Puis, une nuit, il pénétra dans la ville à cheval, seul, enveloppé dans son
manteau, la tête ceinte d’un turban perse qui lui couvrait presque entièrement
le visage. Il se dirigea vers la maison du conseil.
    La grande salle des assemblées était
située près du gigantesque Mausolée, la tombe monumentale du dynaste de Carie,
Mausole, qui avait fait de cette ville la capitale du royaume.
    La lune éclairait ce cube de pierre,
surmonté d’un portique de colonnes ioniques et d’une pyramide à escaliers qui
soutenait l’imposant quadrige de bronze portant l’image du défunt.
    Scopas, Bryaxis et Léocharès, les
plus grands sculpteurs de la génération précédente, y avaient représenté des
épisodes de la mythologie grecque, dont le patrimoine appartenait depuis
longtemps à la culture indigène, et notamment les histoires qui se déroulaient traditionnellement
en Asie, telles que le combat entre les Grecs et les Amazones.

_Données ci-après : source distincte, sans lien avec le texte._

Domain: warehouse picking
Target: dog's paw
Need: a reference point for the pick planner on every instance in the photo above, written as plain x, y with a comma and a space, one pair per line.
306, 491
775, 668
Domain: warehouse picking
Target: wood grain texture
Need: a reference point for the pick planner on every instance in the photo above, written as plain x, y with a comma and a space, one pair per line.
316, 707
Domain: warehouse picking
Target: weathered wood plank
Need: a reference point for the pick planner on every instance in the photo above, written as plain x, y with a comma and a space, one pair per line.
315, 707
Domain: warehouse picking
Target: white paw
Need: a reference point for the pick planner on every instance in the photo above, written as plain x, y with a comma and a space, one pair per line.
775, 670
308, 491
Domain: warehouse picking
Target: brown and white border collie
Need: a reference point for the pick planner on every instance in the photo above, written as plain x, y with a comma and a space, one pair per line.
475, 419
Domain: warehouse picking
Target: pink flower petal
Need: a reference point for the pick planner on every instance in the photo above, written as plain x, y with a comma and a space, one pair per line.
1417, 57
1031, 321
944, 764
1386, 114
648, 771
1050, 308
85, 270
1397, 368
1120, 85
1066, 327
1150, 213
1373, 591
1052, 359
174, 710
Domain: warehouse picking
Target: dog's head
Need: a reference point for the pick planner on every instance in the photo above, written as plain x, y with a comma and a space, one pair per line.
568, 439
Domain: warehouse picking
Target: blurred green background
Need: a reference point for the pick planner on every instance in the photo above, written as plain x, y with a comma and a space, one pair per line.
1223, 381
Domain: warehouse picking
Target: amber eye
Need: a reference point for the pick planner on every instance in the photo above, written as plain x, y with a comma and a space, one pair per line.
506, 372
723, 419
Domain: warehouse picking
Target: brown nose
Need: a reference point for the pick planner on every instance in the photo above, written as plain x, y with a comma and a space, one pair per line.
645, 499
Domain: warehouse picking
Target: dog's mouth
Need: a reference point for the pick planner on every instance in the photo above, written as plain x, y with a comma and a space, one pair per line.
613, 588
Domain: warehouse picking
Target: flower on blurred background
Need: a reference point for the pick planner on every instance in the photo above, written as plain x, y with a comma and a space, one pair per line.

    Memnon s’attarda un moment sur un
bas-relief qui montrait un guerrier grec occupé à tirer les cheveux d’une
Amazone et à lui piétiner le dos. Il s’était toujours demandé pourquoi l’art
grec, si sublime, produisait autant de scènes de violence dont les femmes
étaient les victimes. Il avait conclu qu’il fallait incriminer la peur, cette
peur qui amenait les hommes à reléguer leurs femmes dans des gynécées et à
recourir à des « compagnes » pour prendre part à leurs banquets.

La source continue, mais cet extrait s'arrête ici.